1

This is my first ever post here, so please excuse any formatting issues.

I have an interactive program which spawns external processes and monitors their IO. Things work fine until I spawn something off with "mpiexec", after which STDIN appears to break.

I realize this will be difficult to reproduce for most folks, but if anyone sees anything obvious or knows of this problem.... please help!

Here's a snippet:

int main( ... )
{
  std::string choice;
  while(std::getline(std::cin,choice)){
     if(!choice.empty()){
       if(choice == "Parallel"){
        system("mpiexec ./aprogram");
       }
       if(choice == "Serial"){
        system("./aprogram");
       }
       // Now the external process is done... so far, so good
       std::cout << "Program is done. Press ENTER to continue." 
                 << std::endl;
       // This next line *works* if the external process was serial
       // But *fails* when "mpiexec" was invoked 
       std::getline(std::cin,choice);
       if(std::cin.eof()){
         std::cout << "STDIN has been closed." << std::endl;
         exit(1);
       }
     }
  }
} 

I have tried lots of various things, e.g. pipes, explicit forking, meticulous descriptor management. The weirdest thing is that if I dup off and save stdin and then restore it after "mpiexec" returns, then I no longer get EOF on std::cin, but instead, std::getline(std::cin,...) no longer blocks! The program goes into an infinite loop reading zero bytes off std::cin in the std::readline call.

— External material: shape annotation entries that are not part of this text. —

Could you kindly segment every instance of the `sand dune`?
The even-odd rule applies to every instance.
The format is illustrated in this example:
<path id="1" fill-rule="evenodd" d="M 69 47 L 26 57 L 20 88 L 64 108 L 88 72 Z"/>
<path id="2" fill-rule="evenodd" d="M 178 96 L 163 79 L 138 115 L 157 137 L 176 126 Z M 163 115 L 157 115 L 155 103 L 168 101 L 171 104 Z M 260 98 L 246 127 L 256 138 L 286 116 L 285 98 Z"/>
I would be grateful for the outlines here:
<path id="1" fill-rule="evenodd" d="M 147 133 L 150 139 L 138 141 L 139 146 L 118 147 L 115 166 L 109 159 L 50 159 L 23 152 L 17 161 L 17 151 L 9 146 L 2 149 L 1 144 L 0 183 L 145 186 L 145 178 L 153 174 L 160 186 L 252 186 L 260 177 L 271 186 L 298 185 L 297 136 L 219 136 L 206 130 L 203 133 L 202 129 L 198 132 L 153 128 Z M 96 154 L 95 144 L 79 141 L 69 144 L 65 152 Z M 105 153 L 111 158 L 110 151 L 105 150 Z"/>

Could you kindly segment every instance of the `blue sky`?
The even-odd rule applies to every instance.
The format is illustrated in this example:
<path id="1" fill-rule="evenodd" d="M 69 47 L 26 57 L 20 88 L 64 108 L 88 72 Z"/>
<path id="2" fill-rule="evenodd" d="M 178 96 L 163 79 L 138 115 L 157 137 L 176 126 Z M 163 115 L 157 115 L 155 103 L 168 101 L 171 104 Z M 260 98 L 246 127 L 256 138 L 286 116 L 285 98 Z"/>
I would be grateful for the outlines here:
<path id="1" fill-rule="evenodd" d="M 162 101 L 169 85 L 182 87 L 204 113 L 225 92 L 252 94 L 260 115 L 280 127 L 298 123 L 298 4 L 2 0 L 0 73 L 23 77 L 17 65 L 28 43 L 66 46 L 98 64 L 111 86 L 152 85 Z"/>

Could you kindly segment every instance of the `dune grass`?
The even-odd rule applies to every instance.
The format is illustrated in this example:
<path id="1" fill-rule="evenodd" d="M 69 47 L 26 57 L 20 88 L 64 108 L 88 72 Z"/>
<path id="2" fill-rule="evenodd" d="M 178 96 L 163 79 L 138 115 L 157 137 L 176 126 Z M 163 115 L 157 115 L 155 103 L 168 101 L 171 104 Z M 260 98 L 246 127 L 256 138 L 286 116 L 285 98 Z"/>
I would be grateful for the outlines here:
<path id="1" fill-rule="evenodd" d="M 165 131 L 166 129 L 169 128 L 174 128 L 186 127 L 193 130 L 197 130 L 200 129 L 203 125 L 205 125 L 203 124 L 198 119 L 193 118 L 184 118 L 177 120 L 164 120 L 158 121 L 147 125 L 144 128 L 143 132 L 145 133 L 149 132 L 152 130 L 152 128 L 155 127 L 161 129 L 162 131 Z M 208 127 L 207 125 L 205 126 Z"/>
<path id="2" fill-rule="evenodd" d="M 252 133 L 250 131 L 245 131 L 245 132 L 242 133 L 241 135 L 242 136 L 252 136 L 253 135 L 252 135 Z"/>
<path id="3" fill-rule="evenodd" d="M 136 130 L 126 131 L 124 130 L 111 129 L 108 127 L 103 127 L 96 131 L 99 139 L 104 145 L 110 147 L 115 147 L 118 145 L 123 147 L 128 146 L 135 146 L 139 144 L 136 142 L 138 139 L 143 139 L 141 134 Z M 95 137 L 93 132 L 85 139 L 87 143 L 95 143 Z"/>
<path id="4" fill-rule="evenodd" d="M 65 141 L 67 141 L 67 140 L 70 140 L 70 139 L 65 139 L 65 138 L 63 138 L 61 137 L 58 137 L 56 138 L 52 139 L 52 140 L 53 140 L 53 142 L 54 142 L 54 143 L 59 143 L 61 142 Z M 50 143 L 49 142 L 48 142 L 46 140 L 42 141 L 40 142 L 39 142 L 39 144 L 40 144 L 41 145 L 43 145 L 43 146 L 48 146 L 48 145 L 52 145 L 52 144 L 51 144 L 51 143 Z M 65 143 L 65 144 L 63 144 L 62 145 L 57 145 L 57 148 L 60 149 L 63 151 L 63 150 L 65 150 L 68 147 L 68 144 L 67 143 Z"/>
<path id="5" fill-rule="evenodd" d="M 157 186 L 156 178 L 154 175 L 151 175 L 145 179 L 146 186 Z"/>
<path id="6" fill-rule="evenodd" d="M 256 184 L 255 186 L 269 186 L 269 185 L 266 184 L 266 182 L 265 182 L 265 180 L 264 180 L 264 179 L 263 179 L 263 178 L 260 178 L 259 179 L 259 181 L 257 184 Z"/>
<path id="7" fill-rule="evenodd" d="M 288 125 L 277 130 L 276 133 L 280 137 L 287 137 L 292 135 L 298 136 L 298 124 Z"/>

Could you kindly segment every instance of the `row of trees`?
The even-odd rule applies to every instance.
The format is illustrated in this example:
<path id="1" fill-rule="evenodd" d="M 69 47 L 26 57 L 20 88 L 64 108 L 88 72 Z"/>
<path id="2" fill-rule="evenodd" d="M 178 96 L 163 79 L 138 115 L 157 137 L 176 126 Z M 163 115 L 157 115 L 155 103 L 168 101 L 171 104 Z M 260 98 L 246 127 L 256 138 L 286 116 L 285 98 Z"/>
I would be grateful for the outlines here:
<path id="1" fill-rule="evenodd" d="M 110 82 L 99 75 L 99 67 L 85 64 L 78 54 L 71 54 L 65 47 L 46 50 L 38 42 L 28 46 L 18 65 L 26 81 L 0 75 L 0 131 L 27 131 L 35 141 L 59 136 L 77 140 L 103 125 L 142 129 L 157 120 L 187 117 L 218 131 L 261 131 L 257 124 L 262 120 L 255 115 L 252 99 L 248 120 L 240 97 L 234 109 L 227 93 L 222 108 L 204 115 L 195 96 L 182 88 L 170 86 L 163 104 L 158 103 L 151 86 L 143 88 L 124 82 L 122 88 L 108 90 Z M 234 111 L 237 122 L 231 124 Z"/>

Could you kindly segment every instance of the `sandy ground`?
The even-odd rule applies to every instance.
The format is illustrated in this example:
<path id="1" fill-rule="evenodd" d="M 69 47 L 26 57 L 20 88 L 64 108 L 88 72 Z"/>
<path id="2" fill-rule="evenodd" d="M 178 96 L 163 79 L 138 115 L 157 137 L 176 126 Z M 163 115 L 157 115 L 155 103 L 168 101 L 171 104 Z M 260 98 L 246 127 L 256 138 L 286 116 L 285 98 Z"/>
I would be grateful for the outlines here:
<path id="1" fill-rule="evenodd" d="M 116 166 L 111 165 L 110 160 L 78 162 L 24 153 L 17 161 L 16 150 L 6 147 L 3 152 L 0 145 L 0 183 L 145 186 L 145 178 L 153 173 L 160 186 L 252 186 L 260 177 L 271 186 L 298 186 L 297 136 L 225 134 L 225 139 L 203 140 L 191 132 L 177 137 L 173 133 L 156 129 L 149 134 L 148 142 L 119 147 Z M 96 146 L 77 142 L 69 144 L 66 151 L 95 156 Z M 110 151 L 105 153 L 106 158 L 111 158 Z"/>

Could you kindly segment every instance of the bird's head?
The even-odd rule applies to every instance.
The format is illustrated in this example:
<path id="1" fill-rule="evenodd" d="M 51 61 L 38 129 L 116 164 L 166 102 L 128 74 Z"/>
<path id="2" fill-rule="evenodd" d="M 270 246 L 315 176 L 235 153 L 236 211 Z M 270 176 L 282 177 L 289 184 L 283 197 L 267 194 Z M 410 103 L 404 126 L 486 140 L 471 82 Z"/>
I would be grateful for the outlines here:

If, while the external process is running under mpiexec, I stack a bunch of data into std::cin (e.g. by typing), then subsequent calls to std::readline correctly parse the lines of data that I have stuck in there, but again... once it is done reading through that data, it just keeps going in an infinite loop (i.e. not blocking on std::readline(std::cin,..) even if there is no data to read! Ugh. So annoying.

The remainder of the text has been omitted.